A sucessão estadual em Goiás ganhou um novo capítulo com o posicionamento público da advogada Ana Paula Rezende (MDB), que rejeitou de forma categórica qualquer possibilidade de diálogo ou composição política com o ex-governador Marconi Perillo (PSDB). A filha de Iris Rezende classificou uma eventual aproximação como “uma traição ao legado” do pai, encerrando especulações sobre uma aproximação fomentada pelo tucano nas últimas semanas.
No mesmo movimento, Ana Paula Rezende confirmou o interesse em disputar uma vaga no Senado Federal pelo MDB, em composição com o vice-governador e pré-candidato ao governo Daniel Vilela (MDB). A articulação começou em conversa reservada no início do mês e é vista como um reforço à base governista, sobretudo em Goiânia, onde Ana Paula tem ampliado sua atuação política, com atenção especial à região Noroeste, tradicional reduto eleitoral construído por Iris Rezende ao longo de décadas.

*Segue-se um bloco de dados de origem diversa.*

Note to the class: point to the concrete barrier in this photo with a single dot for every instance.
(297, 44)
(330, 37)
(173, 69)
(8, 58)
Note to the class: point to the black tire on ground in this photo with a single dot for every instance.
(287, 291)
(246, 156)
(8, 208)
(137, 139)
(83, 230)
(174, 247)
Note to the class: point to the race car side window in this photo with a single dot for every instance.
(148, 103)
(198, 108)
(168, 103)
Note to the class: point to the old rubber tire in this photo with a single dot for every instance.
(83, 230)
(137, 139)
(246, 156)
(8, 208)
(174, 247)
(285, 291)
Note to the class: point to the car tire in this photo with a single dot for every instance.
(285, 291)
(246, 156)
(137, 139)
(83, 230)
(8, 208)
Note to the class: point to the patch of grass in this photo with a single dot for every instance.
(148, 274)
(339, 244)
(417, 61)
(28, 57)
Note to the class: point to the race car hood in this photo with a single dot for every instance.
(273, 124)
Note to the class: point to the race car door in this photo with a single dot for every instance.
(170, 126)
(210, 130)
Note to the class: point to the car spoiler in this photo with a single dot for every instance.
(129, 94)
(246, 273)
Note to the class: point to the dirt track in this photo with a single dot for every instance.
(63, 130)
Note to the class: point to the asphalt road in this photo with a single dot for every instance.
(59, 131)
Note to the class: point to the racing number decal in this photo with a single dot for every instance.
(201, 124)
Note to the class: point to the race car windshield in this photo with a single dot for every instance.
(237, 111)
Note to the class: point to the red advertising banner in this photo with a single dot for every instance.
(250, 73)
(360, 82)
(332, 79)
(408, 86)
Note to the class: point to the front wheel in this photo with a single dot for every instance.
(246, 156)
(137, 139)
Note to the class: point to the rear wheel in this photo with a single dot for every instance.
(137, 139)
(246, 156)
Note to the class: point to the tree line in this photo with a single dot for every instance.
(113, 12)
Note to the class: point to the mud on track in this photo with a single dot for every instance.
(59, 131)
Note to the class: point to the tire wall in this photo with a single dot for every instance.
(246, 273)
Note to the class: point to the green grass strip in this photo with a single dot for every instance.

No último sábado (20), em evento em homenagem ao aniversário de 92 anos de Iris, no residencial Jardins do Cerrado, Ana Paula confirmou a pré-candidatura com um discurso emocionado de defesa do legado do pai e levar adiante uma política voltada ao diálogo e com preocupação social como prioridade.
A recusa explícita ao ex-governador tucano tem caráter que extrapola o calendário eleitoral. Ao fechar qualquer canal de diálogo com Marconi, Ana Paula se coloca como referência na preservação do chamado “irismo”, reafirmando uma divisão política histórica em Goiás e sinalizando que não haverá flexibilização de princípios nem alianças incompatíveis com essa trajetória.
Para Marconi, o gesto aprofunda um quadro de isolamento político em que o ex-governador se colocou. Com elevada rejeição e dificuldades de articulação, o tucano vê se fechar uma porta relevante. Já Ana Paula delimita seu caminho político: a disputa ao Senado ao lado de Daniel Vilela, mirando o futuro e mantendo distância de personagens associados a um passado que, segundo ela, não a representa.
Histórico de disputas
A tentativa frustrada do ex-governador Marconi Perillo de se aproximar do chamado ‘irismo’ já era vista com espanto pelos principais atores políticos em Goiás. Marconi e Iris foram adversários durante mais de duas décadas, desde a vitória do tucano sobre o emedebista na histórica eleição de 1998, que tirou o MDB do poder após 16 anos.
Marconi e Iris voltariam a se opor nas eleições de 2010 e 2014, com novas vitórias eleitorais do tucano. Iris manteve-se relevante na política em Goiás e construiu sucessivas eleições em Goiânia, sendo eleito prefeito em 2024, 2008 e 2016, sempre derrotando candidatos apoiados por Marconi.
Em diversas ocasiões, Iris acusou Marconi de tentar destruir sua imagem de homem público. O emedebista gostava de apresentar documento emitido pelo Ministério Público de Goiás onde teve seu patrimônio investigado durante seis anos – sem que nada fosse encontrado. A ação teria começado por iniciativa de Marconi após um debate eleitoral.